今日の朝、他でもない彼に叱られて久しぶりの大掃除を決行したのだ(ずぼらな人間より異星人の方がインコにとってよほどいい飼い主に違いない)。
インコに指先をつつかせている鷹匠が頷く。どうやら合格点が出たらしい。
その彼の視線が、ふと私の手に止まった。

「ああ、これ?」

私には退屈するとその辺のものをもてあそぶ癖がある。今も夕食のメニューを考えながら、朝刊に挟まっていたチラシで紙飛行機を折り上げたところだった。

「私結構作るのうまいんだよ。見てて」

席を立って壁際まで下がり、カラフルな飛行機を投じる。
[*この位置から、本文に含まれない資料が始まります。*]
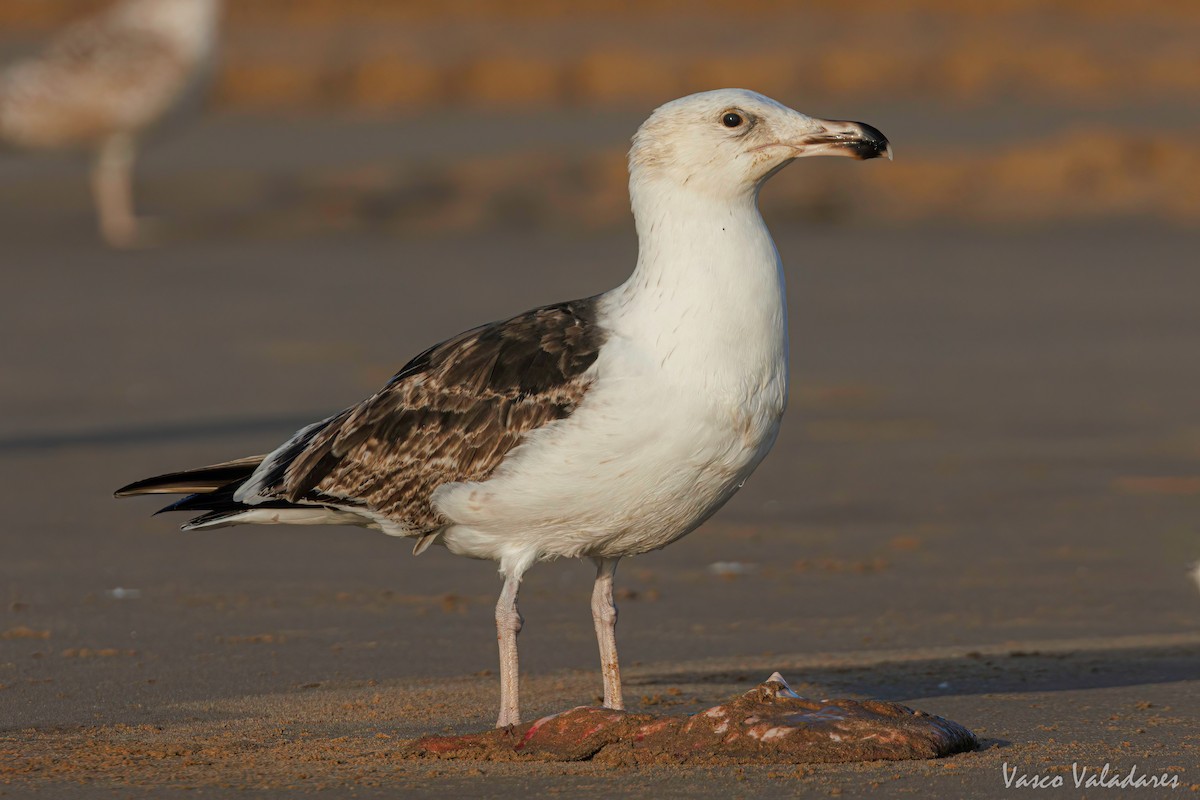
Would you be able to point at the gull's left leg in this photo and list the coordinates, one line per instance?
(508, 626)
(604, 614)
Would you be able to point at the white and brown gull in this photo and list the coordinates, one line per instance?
(101, 83)
(594, 428)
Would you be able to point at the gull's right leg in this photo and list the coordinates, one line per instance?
(112, 185)
(604, 614)
(508, 625)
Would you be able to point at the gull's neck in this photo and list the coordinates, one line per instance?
(708, 288)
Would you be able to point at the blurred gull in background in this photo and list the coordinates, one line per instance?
(101, 84)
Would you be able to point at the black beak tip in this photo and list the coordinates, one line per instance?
(873, 144)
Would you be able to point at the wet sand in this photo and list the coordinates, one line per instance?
(983, 504)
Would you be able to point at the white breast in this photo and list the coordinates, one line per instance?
(687, 400)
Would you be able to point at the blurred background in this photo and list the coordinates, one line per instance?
(427, 116)
(994, 433)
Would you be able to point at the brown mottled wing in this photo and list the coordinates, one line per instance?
(451, 414)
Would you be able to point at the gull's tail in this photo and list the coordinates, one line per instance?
(211, 489)
(208, 488)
飛行機は滑るようにまっすぐ飛んで、窓に当たって落ちた。
広い場所ならもっと飛んだはずだと言うと、鷹匠はいかにも感心した様子で足元にうずくまるそれを拾い上げる。が、力を入れすぎた手の中で薄い紙はぐしゃりと潰れた。
新しいのを持たせても今度は力を抜きすぎて落っことす有様。つい笑いそうになって、咳ばらいでごまかした。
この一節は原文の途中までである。